Tell her to help me."
The Lord said to her in reply,
"Martha, Martha, you are anxious and worried about many things.
There is need of only one thing.
Mary has chosen the better part
and it will not be taken from her."
*United States Conference of Catholic
Bishop Robert Barron
Friends, today’s Gospel inspires protests more than almost any other that I’ve preached on. "Hey Bishop, I think Martha gets a bum rap." And for centuries the story has been read that Martha represents the "active" life and Mary the "contemplative" life. I would like to stress that the active/contemplative reading of the Martha and Mary story is not that helpful. We have to dig a little deeper.
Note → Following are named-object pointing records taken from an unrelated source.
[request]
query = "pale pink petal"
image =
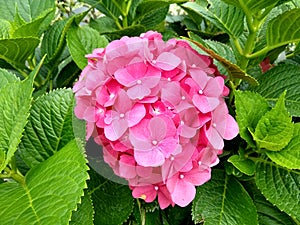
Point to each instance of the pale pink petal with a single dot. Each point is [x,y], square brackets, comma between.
[135,115]
[116,129]
[167,61]
[151,158]
[138,92]
[157,128]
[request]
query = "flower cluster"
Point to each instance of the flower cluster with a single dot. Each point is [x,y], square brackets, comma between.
[158,110]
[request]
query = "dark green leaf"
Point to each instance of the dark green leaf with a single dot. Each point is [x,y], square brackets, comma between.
[228,18]
[289,156]
[84,214]
[244,165]
[223,201]
[280,186]
[279,79]
[82,41]
[250,107]
[28,9]
[16,51]
[49,127]
[275,129]
[50,191]
[113,203]
[15,102]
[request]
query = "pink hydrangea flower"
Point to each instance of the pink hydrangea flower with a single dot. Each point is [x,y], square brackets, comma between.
[158,110]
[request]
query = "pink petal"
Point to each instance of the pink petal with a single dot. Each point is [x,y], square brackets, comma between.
[135,115]
[183,193]
[138,92]
[214,138]
[116,129]
[167,61]
[151,158]
[157,128]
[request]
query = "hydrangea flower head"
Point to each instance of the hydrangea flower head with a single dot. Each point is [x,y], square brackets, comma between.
[158,110]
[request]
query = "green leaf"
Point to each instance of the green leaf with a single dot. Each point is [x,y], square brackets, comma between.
[15,102]
[223,200]
[82,41]
[244,165]
[289,156]
[6,77]
[275,129]
[250,107]
[284,29]
[234,70]
[113,202]
[28,9]
[49,127]
[50,191]
[282,78]
[34,28]
[54,40]
[84,213]
[253,6]
[269,214]
[227,18]
[280,186]
[16,51]
[5,29]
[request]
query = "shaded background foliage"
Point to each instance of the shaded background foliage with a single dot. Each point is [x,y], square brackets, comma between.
[44,177]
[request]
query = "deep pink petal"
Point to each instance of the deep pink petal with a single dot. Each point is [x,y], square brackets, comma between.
[158,128]
[135,115]
[116,129]
[151,158]
[167,61]
[183,193]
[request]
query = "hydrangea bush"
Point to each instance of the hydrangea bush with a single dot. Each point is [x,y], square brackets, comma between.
[158,109]
[122,112]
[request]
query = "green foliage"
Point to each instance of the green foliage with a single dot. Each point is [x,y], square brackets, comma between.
[43,170]
[223,200]
[51,201]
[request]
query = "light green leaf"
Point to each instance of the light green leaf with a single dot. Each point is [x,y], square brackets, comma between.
[84,214]
[279,79]
[49,126]
[275,129]
[244,165]
[223,200]
[234,70]
[280,186]
[54,40]
[5,29]
[284,29]
[228,18]
[16,51]
[250,107]
[6,77]
[28,9]
[253,6]
[32,29]
[289,156]
[82,41]
[15,102]
[113,202]
[50,191]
What does he upbraid Martha for? "Martha, Martha, you are anxious and worried about many things." It is the frantic, divided, unfocused quality of her life that Jesus is drawing attention to. And what is Mary being praised for? Not precisely that she is "contemplative," but that she has chosen the unum necessarium (the one necessary thing). She sits quietly at the feet of the Lord, not so much eschewing work as gathering herself, learning what she is essentially about.
There is a cacophony of voices calling out to you; there are a thousand influences pulling you this way and that. What’s the one necessary thing? It is to listen to the voice of Jesus as he tells you of his love and as he tells you who you are.